Detrás de la desconexión entre cifras y percepciones yacen problemas estructurales que el país arrastra por más de una década. Rodrigo Krell, de la Comisión Nacional de Productividad, lo resumió en una frase lapidaria a fines de junio: “La lógica indica que la IA debiera generar una explosión de productividad, pero todavía no se nota”. Chile, a pesar de ser un hub digital, no logra traducir la innovación tecnológica en mejoras macroeconómicas visibles.
El Fondo Monetario Internacional, en un reporte analizado por la prensa a fines de junio, coincidió en el diagnóstico. Para el FMI, el desafío chileno no se resuelve con estímulos de corto plazo, sino con reformas estructurales que aborden el envejecimiento de la población, la participación laboral femenina —aún frenada por la falta de un sistema de sala cuna universal— y la agilización de permisos, pero dentro de un marco de sostenibilidad.
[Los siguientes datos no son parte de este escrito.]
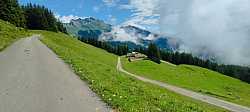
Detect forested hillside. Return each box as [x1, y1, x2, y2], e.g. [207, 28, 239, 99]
[0, 0, 66, 33]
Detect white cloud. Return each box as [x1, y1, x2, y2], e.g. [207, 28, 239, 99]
[93, 6, 100, 12]
[55, 14, 84, 23]
[120, 0, 160, 28]
[102, 0, 120, 7]
[160, 0, 250, 65]
[108, 15, 117, 25]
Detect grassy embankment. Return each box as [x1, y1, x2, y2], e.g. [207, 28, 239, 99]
[0, 19, 29, 51]
[122, 58, 250, 107]
[35, 31, 225, 112]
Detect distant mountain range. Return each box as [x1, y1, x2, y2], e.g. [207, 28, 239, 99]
[64, 17, 180, 50]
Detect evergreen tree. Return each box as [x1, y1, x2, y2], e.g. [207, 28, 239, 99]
[0, 0, 26, 27]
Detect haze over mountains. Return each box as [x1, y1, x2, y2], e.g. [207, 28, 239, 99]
[64, 17, 180, 50]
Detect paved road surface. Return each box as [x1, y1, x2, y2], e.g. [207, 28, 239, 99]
[117, 57, 250, 112]
[0, 36, 110, 112]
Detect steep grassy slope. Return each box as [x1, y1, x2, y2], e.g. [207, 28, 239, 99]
[0, 20, 29, 51]
[35, 31, 229, 112]
[122, 58, 250, 107]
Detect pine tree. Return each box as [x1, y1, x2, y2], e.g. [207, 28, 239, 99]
[0, 0, 26, 27]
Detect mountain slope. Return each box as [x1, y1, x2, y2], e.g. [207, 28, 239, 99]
[36, 31, 225, 112]
[122, 58, 250, 107]
[0, 19, 29, 51]
[64, 17, 180, 50]
[63, 17, 111, 38]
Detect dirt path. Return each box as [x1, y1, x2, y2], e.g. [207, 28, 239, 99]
[117, 57, 250, 112]
[0, 36, 109, 112]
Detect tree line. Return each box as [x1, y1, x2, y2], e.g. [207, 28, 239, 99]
[78, 37, 250, 83]
[0, 0, 67, 33]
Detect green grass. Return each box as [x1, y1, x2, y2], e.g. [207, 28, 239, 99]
[34, 31, 229, 112]
[122, 58, 250, 107]
[0, 20, 29, 51]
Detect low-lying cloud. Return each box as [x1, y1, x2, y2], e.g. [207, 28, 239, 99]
[160, 0, 250, 65]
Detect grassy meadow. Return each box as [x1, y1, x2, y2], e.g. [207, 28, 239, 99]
[33, 31, 229, 112]
[122, 57, 250, 107]
[0, 19, 29, 51]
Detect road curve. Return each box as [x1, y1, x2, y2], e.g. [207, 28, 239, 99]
[0, 36, 110, 112]
[117, 57, 250, 112]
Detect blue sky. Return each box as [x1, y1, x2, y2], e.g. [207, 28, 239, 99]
[19, 0, 159, 30]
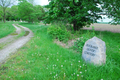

El debate, por tanto, ha madurado. La noticia del alza en el ranking de competitividad, que en junio parecía un punto de inflexión, hoy se ve como lo que realmente es: un dato aislado en un ecosistema complejo. La recuperación económica de Chile avanza a dos velocidades. Una, la de los indicadores macro y el discurso político, que mira con optimismo las cifras agregadas. La otra, la de la economía real, donde la confianza es esquiva, la inversión se retrae y la productividad permanece estancada.
El verdadero desafío para Chile no es solo alcanzar el 4% de crecimiento, sino construir los puentes para que esa cifra se sienta en la calle, en las pymes y en la vida cotidiana de sus habitantes. La discusión sobre el futuro económico del país recién comienza a abordar su verdadera y compleja dimensión.